Forge of Darkness

This is a really, really long book. It’s also a tough one to recommend, at least across the board.

I’m a major fan of the Malazan Book of the Fallen, the ten book fantasy series by Steve Erikson that, in my mind, has dominated the Fantasy genre without equal since it concluded back in 2011. Forge is the beginning of a prequel trilogy to that series, taking place a cool 300,000 years beforehand. If all that sounds properly ridiculous, we haven’t even gotten started. This book was also deliberately written in a “Shakespearian, tragic style,” so there isn’t even (as much of) Erikson’s trademark humor to lighten things up, here. The novel jumps around at least a dozen viewpoints, probably closer to twenty — though only six or seven are major players in the drama.

It’s a whole lot to take in.
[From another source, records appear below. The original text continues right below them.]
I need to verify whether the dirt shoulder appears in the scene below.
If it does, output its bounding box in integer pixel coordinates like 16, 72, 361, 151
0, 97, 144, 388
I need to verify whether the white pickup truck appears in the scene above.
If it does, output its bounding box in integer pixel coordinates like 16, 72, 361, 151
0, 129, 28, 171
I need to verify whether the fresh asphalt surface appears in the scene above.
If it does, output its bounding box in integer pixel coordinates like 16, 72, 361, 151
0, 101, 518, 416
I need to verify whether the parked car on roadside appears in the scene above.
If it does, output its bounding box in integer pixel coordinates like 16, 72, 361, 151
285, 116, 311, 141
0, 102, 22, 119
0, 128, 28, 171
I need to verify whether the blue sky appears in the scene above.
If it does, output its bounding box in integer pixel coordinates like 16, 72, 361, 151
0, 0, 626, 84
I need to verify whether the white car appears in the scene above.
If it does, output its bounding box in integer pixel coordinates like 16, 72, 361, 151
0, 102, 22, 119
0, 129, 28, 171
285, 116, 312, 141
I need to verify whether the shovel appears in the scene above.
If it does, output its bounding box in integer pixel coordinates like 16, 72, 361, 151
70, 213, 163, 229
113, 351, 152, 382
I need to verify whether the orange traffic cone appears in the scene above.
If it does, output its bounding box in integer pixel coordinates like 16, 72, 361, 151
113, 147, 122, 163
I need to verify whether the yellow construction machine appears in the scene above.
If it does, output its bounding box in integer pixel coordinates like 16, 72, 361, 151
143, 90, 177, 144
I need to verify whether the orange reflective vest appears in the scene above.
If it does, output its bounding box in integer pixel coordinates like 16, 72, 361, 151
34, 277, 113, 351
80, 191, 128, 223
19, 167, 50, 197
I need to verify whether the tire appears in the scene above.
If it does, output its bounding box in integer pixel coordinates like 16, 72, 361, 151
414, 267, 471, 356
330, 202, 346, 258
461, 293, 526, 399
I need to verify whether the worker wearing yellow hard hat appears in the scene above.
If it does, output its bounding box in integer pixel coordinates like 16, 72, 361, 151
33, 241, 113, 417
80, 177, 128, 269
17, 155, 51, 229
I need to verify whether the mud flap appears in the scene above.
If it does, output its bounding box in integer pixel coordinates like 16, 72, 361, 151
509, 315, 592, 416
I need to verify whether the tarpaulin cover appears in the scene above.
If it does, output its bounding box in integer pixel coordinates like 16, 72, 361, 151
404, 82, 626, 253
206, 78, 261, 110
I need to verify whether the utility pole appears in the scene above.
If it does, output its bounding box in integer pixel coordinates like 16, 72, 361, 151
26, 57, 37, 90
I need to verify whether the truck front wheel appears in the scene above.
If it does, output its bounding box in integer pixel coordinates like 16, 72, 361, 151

Regardless, I loved every minute of it.

Getting into the nitty gritty of the novel’s plot would probably spoil things majorly for the main series. To sum things up far more quickly than this novel deserves, however: the realm of Kurald Galain, home to the Tiste people, is on the brink of civil war. The realm has recently lost their monarch, and gained a new goddess and religion in the process. Things are slowly, inexorably spiraling out of control, and though most of the characters exhaustively seek for peace, there is little enough of that to go around. War is seemingly inevitable.

Forge of Darkness, by Steve Erikson

Steve Erikson loves to philosophize, and there is plenty of that here. I don’t think it gets too thick on the ground like it did at times in Malazan, but it is definitely an acquired taste. The tragic structure he is building does allow for a darker tone, so I was willing to meet him halfway on this one.

The plot moves slowly and methodically, and does drag towards the midpoint of the novel. However, as much as I expected this book to contain mostly buildup, with much of the action saved for the other two novels in the trilogy, a lot more, well, plot happens in the back half than I expected. There are more than a few “wham” moments, enough to justify the near-300,000 wordcount.

If you’re a fan of Malazan already, pick this one up. If you’re not, this is perhaps not the best entry point into the series — try Gardens of the Moon, instead. But if any of the above appeals to you, give it a shot.